Justice 11/13/2019
A car is a miraculous machine consisting of thousands of intricate parts. If the car is to perform at an optimum level, those parts have to work together. To get it to go, you have to put in the fuel source it requires. Put something else in there and sooner or later, your car will break down.
Your body is built in a similar fashion. Millions of parts working together to make sure you can get where you are going. What does your body need? It needs a natural fuel source. If you put something in it that it was not designed to handle, it will eventually break down and not run at its optimal levels. You may be able to adapt to various, non-natural foods. Some people may be able to respond better than others. But once you identify what works and consume it, your body will be able achieve and maintain peak performance.
There are times we tell ourselves that the fuel we consume is the premium high octane stuff when it really isn’t. It is not the natural foods are bodies have adapted to, but rather it is a low grade version packaged to mimic the real stuff. It might even smell and taste like it, but it is not the same. The nutrients are different. You may tell yourself, “No, no, it’s the same, but your body knows the difference. The fake stuff will never be able to replace the real food. Your natural body was not designed to handle the synthetic. If you keep putting garbage in the tank, your engine might just break down.

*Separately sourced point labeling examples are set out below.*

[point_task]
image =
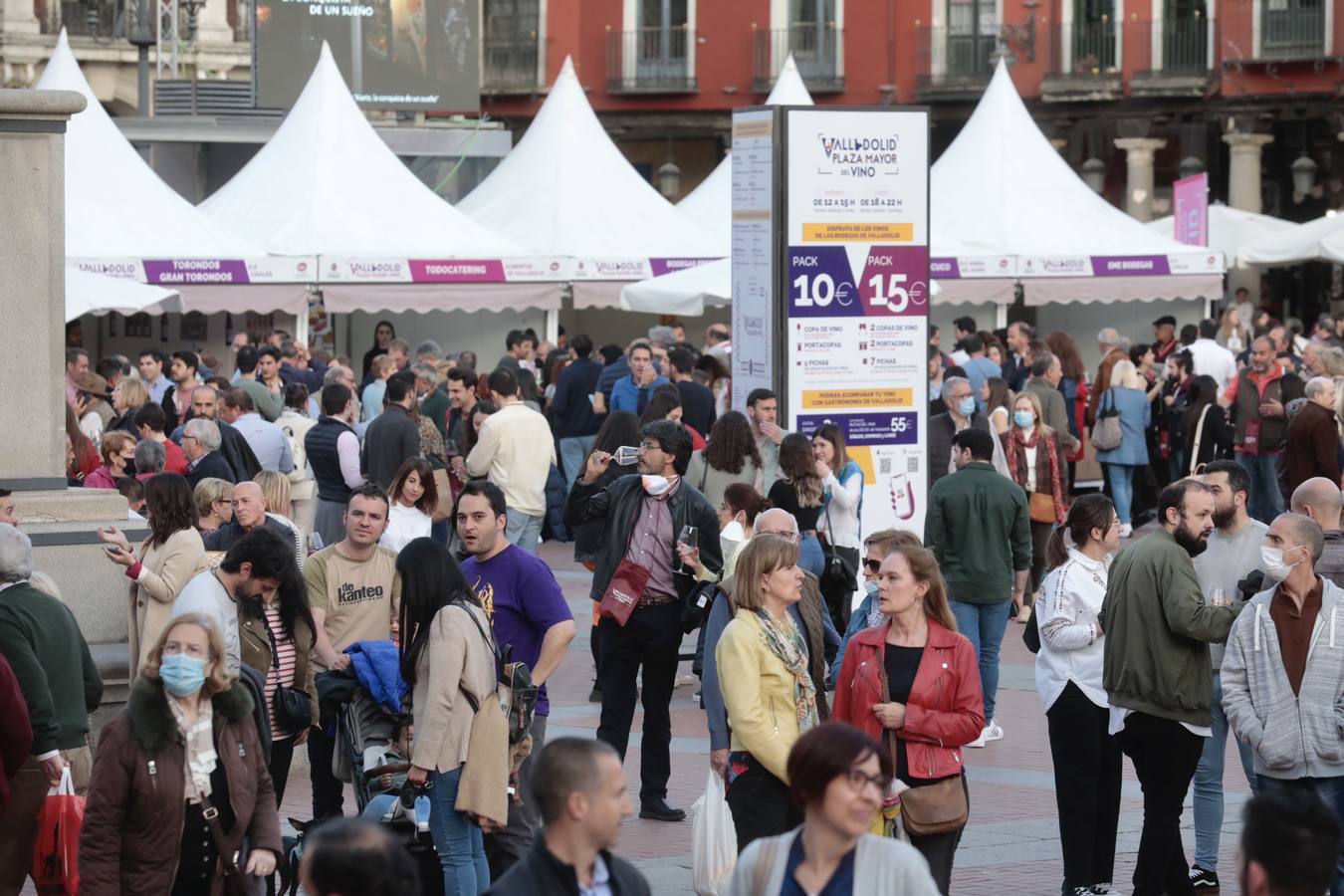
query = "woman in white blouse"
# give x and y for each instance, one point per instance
(839, 524)
(1068, 680)
(413, 499)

Nature never deceives us; it is we who deceive ourselves. –Jean-Jacques Rousseau
I am not promoting what types of food you should eat. Some run on gas, others on diesel. Heck, some people might be able to get by on a blend. But if we tell ourselves that the synthetic is just as good as the natural, we are deceiving ourselves. If we deceive ourselves long enough, our bodies will suffer the effects.
And it is not just in food that we tend to deceive ourselves. We allow outside influences to change the filters through which we view the world. We allow our own biases and beliefs to change our perception of what is real and what is not. We must remove the scales from our eyes and see nature for what it really is and not for what we want it to be. We must learn to see truth.